He’d heard the cape was spectacular. It jutted a mile and a half straight out into the ocean, five hundred feet above the waves. Apparently it gave dazzling views. Miles to the north, impressive Tillamook Head was visible. Looking south, the sand dunes of Cape Kiwanda could be seen on cloudless days. The Internet said massive spruce and hemlock trees hovered above an emerald green understory of salal, sword ferns, and salmonberry bushes.
He pulled into the parking lot a bit past 6:45. Not surprisingly his was the only car, and his shoulders relaxed. He didn’t want to meet anyone on the trail, and an early start would give him a sizable chunk of time alone, even if others started the hike after him.

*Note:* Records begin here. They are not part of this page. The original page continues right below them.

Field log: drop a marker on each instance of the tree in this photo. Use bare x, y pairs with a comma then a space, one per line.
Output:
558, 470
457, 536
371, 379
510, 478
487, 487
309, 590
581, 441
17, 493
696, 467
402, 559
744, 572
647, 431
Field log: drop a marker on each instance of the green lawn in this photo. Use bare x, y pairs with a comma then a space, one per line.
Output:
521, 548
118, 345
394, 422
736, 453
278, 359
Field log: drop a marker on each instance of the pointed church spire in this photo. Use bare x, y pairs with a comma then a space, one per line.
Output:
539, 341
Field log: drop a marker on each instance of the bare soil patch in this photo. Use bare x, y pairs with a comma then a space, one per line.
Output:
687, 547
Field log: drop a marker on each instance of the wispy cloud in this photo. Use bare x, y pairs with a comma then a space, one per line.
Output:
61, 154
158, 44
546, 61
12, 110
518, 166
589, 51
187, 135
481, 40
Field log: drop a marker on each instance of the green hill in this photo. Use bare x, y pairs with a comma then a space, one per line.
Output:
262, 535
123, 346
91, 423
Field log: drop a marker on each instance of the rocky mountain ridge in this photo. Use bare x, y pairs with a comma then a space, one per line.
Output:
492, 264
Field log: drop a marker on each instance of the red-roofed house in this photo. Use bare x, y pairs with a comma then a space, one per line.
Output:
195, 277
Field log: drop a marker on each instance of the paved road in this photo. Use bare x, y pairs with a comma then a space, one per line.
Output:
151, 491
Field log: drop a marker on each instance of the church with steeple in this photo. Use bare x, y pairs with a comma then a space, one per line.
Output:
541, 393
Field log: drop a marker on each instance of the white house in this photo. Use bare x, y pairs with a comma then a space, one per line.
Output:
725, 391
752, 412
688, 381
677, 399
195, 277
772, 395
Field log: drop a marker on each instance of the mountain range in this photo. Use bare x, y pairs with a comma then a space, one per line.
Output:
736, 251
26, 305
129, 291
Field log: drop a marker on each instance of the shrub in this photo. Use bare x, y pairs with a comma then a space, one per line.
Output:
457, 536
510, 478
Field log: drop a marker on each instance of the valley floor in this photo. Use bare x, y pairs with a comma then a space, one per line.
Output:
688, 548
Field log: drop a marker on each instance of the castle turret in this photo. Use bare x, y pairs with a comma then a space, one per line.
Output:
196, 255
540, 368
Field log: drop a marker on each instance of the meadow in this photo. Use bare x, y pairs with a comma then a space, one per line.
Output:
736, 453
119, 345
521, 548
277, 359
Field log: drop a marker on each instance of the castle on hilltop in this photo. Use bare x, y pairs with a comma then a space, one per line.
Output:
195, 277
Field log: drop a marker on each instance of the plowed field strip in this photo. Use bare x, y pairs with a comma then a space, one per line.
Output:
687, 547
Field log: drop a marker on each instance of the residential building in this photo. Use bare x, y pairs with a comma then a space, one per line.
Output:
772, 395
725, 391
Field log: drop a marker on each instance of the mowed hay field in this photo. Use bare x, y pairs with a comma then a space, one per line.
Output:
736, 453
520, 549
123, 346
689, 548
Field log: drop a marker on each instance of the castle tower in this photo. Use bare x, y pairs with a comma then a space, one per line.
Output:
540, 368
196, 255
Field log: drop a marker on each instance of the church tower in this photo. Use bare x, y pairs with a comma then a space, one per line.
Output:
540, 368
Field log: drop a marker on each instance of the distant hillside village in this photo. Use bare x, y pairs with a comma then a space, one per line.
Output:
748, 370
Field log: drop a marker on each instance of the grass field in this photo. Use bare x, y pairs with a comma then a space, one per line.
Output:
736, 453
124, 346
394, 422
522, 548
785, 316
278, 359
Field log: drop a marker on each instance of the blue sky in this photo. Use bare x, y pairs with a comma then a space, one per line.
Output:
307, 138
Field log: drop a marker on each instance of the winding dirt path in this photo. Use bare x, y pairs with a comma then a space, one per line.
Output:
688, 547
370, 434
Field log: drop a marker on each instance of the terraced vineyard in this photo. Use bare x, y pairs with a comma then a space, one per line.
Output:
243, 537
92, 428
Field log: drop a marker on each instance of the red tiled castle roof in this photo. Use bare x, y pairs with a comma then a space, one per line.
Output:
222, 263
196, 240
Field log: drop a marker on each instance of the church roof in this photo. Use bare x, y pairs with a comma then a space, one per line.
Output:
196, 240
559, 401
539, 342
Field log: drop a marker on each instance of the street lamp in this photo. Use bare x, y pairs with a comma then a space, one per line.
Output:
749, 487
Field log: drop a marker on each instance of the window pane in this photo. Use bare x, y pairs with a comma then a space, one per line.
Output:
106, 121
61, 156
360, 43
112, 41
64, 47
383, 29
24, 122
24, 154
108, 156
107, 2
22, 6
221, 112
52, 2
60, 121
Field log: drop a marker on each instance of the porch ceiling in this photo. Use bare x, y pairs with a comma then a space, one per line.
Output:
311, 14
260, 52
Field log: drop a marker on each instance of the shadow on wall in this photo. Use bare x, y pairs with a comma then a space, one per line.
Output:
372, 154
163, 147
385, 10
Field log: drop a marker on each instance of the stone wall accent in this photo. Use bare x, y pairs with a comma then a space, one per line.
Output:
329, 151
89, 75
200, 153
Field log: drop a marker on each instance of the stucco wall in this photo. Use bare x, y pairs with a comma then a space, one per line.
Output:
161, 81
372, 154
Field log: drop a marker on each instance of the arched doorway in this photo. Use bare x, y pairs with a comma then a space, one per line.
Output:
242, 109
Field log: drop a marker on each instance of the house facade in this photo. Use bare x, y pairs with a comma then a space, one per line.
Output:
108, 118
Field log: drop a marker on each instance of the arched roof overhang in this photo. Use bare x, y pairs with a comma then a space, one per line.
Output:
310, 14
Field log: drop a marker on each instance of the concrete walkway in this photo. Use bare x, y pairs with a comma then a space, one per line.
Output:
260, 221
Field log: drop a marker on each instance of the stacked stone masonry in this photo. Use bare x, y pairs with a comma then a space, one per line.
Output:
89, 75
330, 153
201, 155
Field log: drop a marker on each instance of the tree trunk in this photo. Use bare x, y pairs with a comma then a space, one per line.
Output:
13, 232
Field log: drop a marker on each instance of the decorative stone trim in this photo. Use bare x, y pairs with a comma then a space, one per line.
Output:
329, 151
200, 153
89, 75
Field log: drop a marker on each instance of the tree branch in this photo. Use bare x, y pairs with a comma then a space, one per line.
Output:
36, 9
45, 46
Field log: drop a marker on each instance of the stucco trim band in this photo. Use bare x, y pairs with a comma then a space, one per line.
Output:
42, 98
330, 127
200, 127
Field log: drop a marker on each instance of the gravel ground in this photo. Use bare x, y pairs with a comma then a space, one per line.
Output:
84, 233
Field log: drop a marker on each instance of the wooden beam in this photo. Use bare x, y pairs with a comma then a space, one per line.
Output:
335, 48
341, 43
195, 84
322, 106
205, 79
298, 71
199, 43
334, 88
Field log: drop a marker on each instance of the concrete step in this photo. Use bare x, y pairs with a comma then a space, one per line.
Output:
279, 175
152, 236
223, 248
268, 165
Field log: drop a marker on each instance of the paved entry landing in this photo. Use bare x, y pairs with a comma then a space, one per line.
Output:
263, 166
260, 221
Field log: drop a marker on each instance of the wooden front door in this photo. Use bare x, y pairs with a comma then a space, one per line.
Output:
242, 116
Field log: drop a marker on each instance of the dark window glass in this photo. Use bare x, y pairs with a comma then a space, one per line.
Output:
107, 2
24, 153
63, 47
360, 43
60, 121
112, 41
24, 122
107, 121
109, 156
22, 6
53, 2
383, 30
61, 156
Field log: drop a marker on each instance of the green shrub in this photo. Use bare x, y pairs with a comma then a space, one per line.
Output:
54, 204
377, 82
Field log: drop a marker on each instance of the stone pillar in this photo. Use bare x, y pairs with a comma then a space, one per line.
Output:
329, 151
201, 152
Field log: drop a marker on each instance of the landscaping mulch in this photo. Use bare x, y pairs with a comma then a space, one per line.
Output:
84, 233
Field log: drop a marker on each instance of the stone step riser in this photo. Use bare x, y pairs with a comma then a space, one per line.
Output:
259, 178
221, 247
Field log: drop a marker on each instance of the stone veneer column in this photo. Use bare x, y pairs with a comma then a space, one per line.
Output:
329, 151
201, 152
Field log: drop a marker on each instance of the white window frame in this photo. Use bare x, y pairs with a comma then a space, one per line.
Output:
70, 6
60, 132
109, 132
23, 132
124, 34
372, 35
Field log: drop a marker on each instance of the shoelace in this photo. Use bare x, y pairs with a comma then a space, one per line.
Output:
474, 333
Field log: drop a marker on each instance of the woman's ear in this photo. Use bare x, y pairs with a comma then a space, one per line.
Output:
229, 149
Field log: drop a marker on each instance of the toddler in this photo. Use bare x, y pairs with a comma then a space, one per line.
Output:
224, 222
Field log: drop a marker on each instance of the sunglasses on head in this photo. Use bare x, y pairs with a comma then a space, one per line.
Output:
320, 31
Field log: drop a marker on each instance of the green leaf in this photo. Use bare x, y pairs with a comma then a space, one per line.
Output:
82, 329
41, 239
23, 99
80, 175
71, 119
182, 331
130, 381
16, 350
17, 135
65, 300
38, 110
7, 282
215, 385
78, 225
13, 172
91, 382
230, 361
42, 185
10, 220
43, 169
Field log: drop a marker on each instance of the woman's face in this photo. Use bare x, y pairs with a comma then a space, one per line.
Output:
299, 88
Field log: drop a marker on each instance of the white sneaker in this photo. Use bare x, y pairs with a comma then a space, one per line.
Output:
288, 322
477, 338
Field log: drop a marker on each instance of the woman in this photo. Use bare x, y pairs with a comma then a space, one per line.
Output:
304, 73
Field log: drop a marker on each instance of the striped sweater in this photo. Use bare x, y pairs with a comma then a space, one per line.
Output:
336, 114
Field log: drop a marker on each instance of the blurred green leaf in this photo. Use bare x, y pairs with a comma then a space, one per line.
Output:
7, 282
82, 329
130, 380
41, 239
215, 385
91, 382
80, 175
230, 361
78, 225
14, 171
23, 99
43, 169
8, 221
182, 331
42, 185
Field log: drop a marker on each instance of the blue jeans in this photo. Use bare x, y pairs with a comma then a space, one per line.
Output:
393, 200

A light mist drifted down on his windshield as he stepped out of his car and grabbed his day pack. When he reached the trailhead thirty seconds later, the rain came down in sheets. Micah smiled. Excellent. It would probably stop others from making the hike.
Fifty yards down the trail, the tree cover blocked out most of the rain, and his Mariners baseball hat handled the rest. The trail morphed from hard pack into black mud in spots but overall it was firm, and he clipped along at a fast pace.
He didn’t know why getting to the end of the cape in rapid fashion held such importance. But it did. So he plowed into the two-and-a-half-mile hike and only stopped once, to look at a memorial plaque commemorating the crew of a B-17 plane that crashed into the cape in 1943.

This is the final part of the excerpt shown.